Furthermore, the analysis revealed substantial temporal and spatial variability in Hi, with considerable increases during intense heat episodes. A positive correlation was established between Hi and the NDBI index, while a negative correlation was observed with the NDVI and LCZ indices. Hi values were notably higher in compact and industrial LCZs (LCZ-2, 3, and 10) compared to open and rural LCZs (LCZ-4, 5, 6, D, B, and G), which exhibited lower Hi values and greater resilience to extreme heat events. This underscores that areas with higher percentages of impervious surfaces and fewer green spaces are more susceptible to experiencing higher levels of heat stress. Moreover, these areas tend to heat up faster and retain heat for longer periods.
Based on these results, it is recommended that urban planning for new areas prioritize open spaces with substantial green areas over compact, high-density developments with limited green spaces. Additionally, to increase greenery in existing compact areas, the use of green facades and green roofs is proposed. Such measures can significantly enhance the resilience of urban areas to extreme heat events, ultimately improving the quality of life for city residents.

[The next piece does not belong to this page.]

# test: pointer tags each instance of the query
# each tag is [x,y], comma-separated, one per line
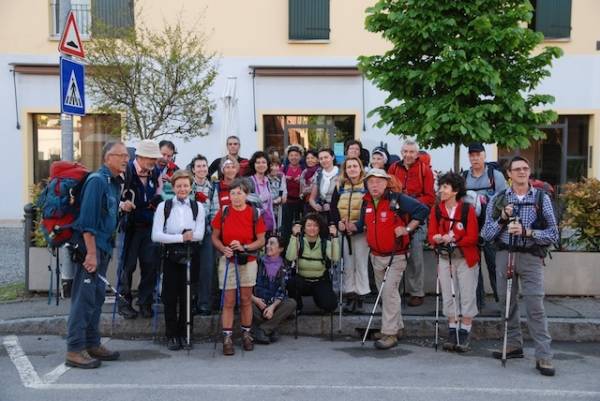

Regarding the limitations of this study, it is necessary to review the need to obtain more updated data regarding humidity and temperature values. Remember that the last five summers have been classified by ESA’s Copernicus as the five warmest of the centuries. Therefore, and as future lines of research, it is necessary to update the data presented here with the values of recent summers in order to improve the predictions presented here and improve people’s quality of life.